Ah, e tem mais, a entrada no Escambo é gratuita, mas a organização pede que cada um leve um brinquedo para ser doado a uma instituição social.

Então, agora é só separar as suas roupas e acessórios, juntar uns cabides e desapegar! Chegue cedo para garantir um bom lugar nas araras.

O Escambo Fashion é uma ideia original das jornalistas Ana Clara Garmendia, Bia Moraes, Dani Brito e Kátia Michelle com apoio da empresária Alexandra Moro.


12.° Escambo Fashion
Onde: Hacienda Café, Al. Prudente de Moraes, 1.283, fone (41) 3018-9525
Quando: sábado, dia 26 de novembro, a partir das 15 horas
Contato: (41) 9951-9083


Vá de BIKE!

sábado, 19 de novembro de 2011

Da arte de mudar de assunto

Daí que fui tomar banho e dei a ordem para que a menina parasse de ler e se se arrumasse. Quando saí do quarto, nada! Dei uma de mãe:
- Helena, custa fazer as coisas que eu peço!
- Mãe!
- Não vem com essa de "mãe", eu pedi para você se arrumar e...
- Mãe!
- Deixa eu terminar, filha! Eu pedi pra você se arrumar e escovar os dentes, porque ainda tá parada?
- Mãe!
- O que foi??????
- Você tá tão linda!

sábado, 12 de novembro de 2011

Transformação

Para transformar aquele arroz branco sem graça que sobrou de ontem, você vai precisar de abobrinha, cenoura, cebola, alho, curry, nata e quem mais chegar.

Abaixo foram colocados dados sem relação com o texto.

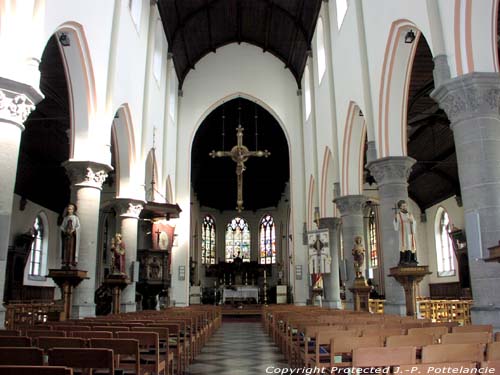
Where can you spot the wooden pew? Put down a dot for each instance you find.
(92, 334)
(383, 357)
(493, 351)
(35, 370)
(435, 331)
(47, 343)
(15, 341)
(473, 328)
(21, 356)
(86, 359)
(466, 338)
(126, 351)
(148, 343)
(10, 332)
(453, 353)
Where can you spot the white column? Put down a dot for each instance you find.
(16, 103)
(351, 212)
(86, 178)
(129, 210)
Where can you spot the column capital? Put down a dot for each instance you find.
(350, 204)
(391, 169)
(128, 207)
(17, 101)
(331, 223)
(470, 95)
(87, 173)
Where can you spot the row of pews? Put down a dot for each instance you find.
(147, 342)
(340, 341)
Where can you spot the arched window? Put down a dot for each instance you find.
(237, 240)
(372, 238)
(341, 11)
(208, 241)
(307, 92)
(157, 54)
(320, 46)
(444, 248)
(37, 248)
(267, 240)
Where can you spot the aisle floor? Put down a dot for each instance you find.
(238, 349)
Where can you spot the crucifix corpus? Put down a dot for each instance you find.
(319, 257)
(240, 155)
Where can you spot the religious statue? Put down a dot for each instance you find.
(70, 237)
(319, 257)
(239, 154)
(117, 255)
(358, 253)
(405, 224)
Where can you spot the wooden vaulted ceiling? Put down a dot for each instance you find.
(430, 139)
(195, 28)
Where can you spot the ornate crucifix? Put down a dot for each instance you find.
(240, 155)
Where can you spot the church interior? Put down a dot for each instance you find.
(320, 175)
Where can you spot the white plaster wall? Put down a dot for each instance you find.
(232, 70)
(326, 124)
(129, 83)
(22, 221)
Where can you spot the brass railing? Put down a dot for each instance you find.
(446, 310)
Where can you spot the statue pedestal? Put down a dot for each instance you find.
(361, 294)
(117, 282)
(409, 277)
(67, 279)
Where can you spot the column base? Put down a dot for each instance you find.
(128, 307)
(83, 311)
(486, 315)
(333, 304)
(395, 308)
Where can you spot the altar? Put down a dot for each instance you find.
(240, 293)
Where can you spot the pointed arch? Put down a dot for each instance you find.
(169, 192)
(326, 209)
(151, 177)
(310, 202)
(80, 78)
(394, 87)
(122, 135)
(353, 151)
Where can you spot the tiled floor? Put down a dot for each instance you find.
(237, 349)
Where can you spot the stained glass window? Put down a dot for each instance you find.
(372, 237)
(36, 248)
(237, 240)
(444, 248)
(267, 240)
(208, 241)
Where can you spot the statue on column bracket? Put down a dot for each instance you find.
(358, 253)
(70, 237)
(117, 255)
(405, 224)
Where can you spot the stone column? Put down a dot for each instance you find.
(351, 212)
(16, 103)
(129, 210)
(472, 104)
(331, 280)
(86, 179)
(391, 174)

Corte direto na frigideira com um pouco de manteiga já aquecida, cebolas em gomos fininhos, alho e deixe dourar. Rale grosseiramente a abobrinha, a cenoura (e quem mais chegar) e frite bem. Salpique um pouquinho de sal e muito curry até ficar amarelinho e cheiroso.

Coloque o arroz até que tudo fique bem quentinho. Uma colher de nata fresca ou creme de leite. Sirva em cumbuquinhas depois de uma (s) taças de vinho branco geladinho.

quarta-feira, 9 de novembro de 2011

Felicidade é...

..  ganhar um desenho desses na quarta-feira de noitinha e não saber o que é mais fofo: as cortinas de bolinhas ou as princesas esperando na janela, enquanto os guardas guardam o castelo... ah, sim... a dúvida também traz felicidade... ou um tipo de... já que quem tem dúvidas, tem escolhas.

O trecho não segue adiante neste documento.